After-tax Roth IRAs generate tax-free income, subject to you holding the account for five tax years and reaching age 59½. If you have a traditional 401(k) or IRA, you can convert that asset to a Roth IRA by paying the tax on the gain or before-tax value of the asset. While any conversion tax liability in 2013 will need to be paid with your 2013 income tax return, it may make sense to convert some funds to a Roth IRA and diversify your retirement assets from a tax perspective. In addition to possibly paying tax on the gain at lower rates, a Roth IRA offers other benefits, such as not being subject to age 70½ required minimum distributions, and limiting the impact of Medicare surcharges and the 3.8% investment tax, as discussed above.
Tip 4: Contribute to an IRA
Many individuals do not realize they can contribute to an IRA each year regardless of their income or whether they have a retirement plan at work.
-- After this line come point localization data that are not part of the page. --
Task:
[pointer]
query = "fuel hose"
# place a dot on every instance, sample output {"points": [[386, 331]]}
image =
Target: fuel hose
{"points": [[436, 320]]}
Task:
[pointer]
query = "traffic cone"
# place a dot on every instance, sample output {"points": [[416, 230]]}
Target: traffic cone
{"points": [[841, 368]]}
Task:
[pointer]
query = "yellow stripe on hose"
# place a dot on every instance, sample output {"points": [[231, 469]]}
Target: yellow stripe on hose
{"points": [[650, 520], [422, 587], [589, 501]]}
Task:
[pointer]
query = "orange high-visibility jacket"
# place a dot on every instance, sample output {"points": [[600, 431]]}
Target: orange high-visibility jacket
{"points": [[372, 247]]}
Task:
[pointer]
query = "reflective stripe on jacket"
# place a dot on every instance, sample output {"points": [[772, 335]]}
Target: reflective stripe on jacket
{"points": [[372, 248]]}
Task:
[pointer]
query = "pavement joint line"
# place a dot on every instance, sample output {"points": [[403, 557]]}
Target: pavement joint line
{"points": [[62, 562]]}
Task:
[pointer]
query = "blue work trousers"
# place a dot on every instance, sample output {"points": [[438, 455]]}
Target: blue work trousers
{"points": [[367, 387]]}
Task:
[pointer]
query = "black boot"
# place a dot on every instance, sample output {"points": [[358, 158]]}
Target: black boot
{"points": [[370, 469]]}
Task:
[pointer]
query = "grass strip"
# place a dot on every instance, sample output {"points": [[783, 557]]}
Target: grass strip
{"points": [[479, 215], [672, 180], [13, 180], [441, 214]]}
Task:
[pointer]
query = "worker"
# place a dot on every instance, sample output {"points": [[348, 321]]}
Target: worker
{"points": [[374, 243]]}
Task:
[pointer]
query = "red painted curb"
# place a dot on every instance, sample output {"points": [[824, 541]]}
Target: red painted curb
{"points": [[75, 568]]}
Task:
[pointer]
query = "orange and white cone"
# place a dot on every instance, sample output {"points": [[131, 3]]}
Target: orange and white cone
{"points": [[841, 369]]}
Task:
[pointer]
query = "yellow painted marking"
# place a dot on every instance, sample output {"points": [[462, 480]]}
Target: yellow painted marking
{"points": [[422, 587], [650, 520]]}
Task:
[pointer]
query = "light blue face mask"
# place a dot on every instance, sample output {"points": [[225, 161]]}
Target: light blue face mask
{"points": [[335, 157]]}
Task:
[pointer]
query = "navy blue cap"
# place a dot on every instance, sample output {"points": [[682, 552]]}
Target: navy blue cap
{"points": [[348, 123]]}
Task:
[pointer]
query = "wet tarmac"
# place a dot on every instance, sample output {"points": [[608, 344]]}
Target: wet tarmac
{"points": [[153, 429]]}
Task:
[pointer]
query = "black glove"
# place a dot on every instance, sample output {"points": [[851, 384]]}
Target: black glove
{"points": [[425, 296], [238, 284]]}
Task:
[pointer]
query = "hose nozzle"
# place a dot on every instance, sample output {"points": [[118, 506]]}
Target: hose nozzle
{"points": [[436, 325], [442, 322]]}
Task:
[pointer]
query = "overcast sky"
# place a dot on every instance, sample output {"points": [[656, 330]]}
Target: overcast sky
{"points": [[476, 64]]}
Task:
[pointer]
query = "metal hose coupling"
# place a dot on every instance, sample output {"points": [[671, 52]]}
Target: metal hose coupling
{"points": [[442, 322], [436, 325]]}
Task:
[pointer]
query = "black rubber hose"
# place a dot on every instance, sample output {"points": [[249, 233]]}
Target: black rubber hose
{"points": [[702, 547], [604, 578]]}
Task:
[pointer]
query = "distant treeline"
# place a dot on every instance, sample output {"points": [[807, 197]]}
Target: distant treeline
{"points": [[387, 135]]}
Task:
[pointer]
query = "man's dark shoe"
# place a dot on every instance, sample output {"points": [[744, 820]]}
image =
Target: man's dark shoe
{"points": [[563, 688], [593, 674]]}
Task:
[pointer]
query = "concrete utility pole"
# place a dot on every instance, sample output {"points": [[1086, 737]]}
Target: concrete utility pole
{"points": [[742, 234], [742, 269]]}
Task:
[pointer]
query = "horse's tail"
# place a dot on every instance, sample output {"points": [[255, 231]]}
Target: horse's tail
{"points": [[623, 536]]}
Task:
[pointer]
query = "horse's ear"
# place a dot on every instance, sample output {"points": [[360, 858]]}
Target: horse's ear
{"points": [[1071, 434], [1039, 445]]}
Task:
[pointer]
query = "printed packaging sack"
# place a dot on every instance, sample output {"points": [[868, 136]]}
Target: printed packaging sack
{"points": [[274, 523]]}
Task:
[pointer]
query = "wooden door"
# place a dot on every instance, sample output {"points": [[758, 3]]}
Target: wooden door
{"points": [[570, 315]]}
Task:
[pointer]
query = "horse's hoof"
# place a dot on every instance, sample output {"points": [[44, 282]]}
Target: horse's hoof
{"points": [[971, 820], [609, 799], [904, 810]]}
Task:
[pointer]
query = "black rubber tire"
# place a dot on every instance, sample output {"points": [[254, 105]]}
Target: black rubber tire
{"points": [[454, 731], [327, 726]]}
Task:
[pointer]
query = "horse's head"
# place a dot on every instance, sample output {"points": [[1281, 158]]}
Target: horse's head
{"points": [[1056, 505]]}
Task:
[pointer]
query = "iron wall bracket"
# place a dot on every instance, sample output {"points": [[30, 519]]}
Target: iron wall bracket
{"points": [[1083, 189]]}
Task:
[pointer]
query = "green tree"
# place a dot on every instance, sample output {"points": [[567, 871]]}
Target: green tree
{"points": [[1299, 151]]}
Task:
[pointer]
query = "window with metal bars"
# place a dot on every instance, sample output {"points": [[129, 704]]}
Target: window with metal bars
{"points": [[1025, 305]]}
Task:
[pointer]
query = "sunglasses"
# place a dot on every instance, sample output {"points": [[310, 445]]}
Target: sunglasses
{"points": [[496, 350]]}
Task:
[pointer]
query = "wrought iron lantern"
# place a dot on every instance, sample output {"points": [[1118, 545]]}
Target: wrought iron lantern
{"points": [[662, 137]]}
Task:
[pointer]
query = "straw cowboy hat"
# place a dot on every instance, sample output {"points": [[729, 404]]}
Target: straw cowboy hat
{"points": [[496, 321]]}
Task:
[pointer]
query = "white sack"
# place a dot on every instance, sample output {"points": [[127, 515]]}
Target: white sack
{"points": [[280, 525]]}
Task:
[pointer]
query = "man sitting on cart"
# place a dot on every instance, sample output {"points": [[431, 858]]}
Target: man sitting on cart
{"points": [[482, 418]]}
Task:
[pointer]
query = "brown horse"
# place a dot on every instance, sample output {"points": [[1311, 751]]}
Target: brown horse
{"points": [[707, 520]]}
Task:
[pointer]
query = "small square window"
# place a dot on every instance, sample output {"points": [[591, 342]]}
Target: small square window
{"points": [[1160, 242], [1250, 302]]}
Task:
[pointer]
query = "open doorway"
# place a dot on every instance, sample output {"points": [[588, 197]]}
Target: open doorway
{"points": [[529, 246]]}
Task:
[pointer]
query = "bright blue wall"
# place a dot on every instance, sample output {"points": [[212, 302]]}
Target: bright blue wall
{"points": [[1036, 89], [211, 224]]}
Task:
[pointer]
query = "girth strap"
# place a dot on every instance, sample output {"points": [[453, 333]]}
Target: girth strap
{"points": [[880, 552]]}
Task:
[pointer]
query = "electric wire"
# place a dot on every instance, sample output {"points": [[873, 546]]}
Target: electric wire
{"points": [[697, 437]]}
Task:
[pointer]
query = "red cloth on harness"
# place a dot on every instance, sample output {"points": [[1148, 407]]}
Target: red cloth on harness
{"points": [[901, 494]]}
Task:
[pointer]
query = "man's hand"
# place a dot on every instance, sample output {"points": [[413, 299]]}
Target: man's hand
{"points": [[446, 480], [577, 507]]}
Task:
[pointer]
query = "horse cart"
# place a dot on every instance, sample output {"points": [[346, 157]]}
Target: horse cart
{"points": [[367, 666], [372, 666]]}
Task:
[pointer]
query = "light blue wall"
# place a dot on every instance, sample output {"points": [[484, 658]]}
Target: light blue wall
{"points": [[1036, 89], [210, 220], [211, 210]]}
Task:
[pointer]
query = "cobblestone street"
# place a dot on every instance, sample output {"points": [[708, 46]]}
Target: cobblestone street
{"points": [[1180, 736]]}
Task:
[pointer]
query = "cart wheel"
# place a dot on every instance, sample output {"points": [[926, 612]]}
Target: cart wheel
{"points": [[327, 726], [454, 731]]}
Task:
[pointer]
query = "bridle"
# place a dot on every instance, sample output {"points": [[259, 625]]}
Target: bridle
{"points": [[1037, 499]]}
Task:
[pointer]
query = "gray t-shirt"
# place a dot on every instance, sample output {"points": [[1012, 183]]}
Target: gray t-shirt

The only requirements for making a contribution to an IRA are that you have earned income of at least the amount contributed and you have not reached age 70½.
While you have until the due date of your income tax return in April of 2014 to make your 2013 IRA contribution, delaying the contribution until then results in you losing some of the opportunity for tax-favored growth. So consider making your 2013 contribution now and your 2014 contribution in January 2014. Depending on your income, you may be able to contribute directly to a Roth IRA and enjoy tax-free growth. Even if you earn too much to contribute directly to a Roth IRA, you can fund a traditional IRA and then convert some or all of the funds to a Roth IRA, as discussed above.